Rule 424(b)(3)
Registration Statement
Nos. 33-42529 and 33-58418
PRICING SUPPLEMENT NO. 1,
Dated May 12, 1994, to
Prospectus, dated May 11, 1994, and
Prospectus Supplement, dated May 11, 1994.
THE CIT GROUP HOLDINGS, INC.
MEDIUM-TERM FLOATING RATE NOTES
DUE 9 MONTHS OR MORE FROM DATE OF ISSUE
(X) Senior Note ( ) Senior Subordinated Note
Principal Amount: U.S. $200,000,000.
Proceeds to Corporation: $199,700,000
Underwriting Discount: 0.15%
Issue Price: Variable Price Reoffer, initially at par.
Specified Currency: U.S. Dollars.
Original Issue Date: May 19, 1994.
Maturity Date: May 19, 1997.
Interest Rate Basis: Treasury Rate (as defined below).

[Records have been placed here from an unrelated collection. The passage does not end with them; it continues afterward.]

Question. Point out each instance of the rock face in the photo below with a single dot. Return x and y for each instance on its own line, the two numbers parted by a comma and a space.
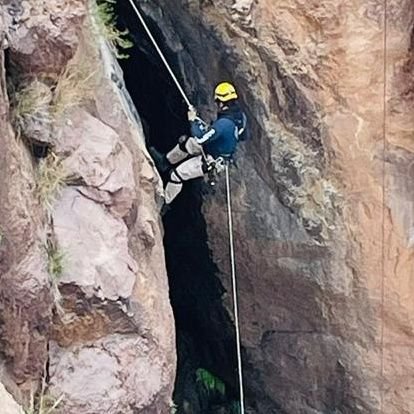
7, 403
83, 285
322, 196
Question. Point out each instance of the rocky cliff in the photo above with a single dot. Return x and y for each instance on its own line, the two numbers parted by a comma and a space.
323, 193
84, 293
323, 208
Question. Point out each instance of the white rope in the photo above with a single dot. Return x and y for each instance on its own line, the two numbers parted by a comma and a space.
234, 285
187, 101
230, 219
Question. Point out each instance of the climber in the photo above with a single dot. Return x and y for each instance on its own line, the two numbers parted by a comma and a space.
209, 147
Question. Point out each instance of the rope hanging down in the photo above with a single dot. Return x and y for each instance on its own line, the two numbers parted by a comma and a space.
234, 285
154, 42
229, 210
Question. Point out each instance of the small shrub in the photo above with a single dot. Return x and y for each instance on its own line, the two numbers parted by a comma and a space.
210, 383
50, 180
43, 403
105, 17
55, 261
235, 407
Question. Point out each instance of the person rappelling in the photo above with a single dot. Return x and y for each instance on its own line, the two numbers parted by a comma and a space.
208, 148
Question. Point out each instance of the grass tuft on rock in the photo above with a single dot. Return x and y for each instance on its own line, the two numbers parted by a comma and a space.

Index Maturity: Three Months.
Spread: +25 basis points.
Initial Interest Rate: The Treasury Rate determined one
Business Day prior to the Original Issue Date plus
twenty-five basis points.
The Notes are offered by the Underwriter, as specified
herein, subject to receipt and acceptance by it and
subject to its right to reject any order in whole or in
part. It is expected that the Notes will be ready for
delivery in book-entry form on or about May 19, 1994.
MERRILL LYNCH & CO.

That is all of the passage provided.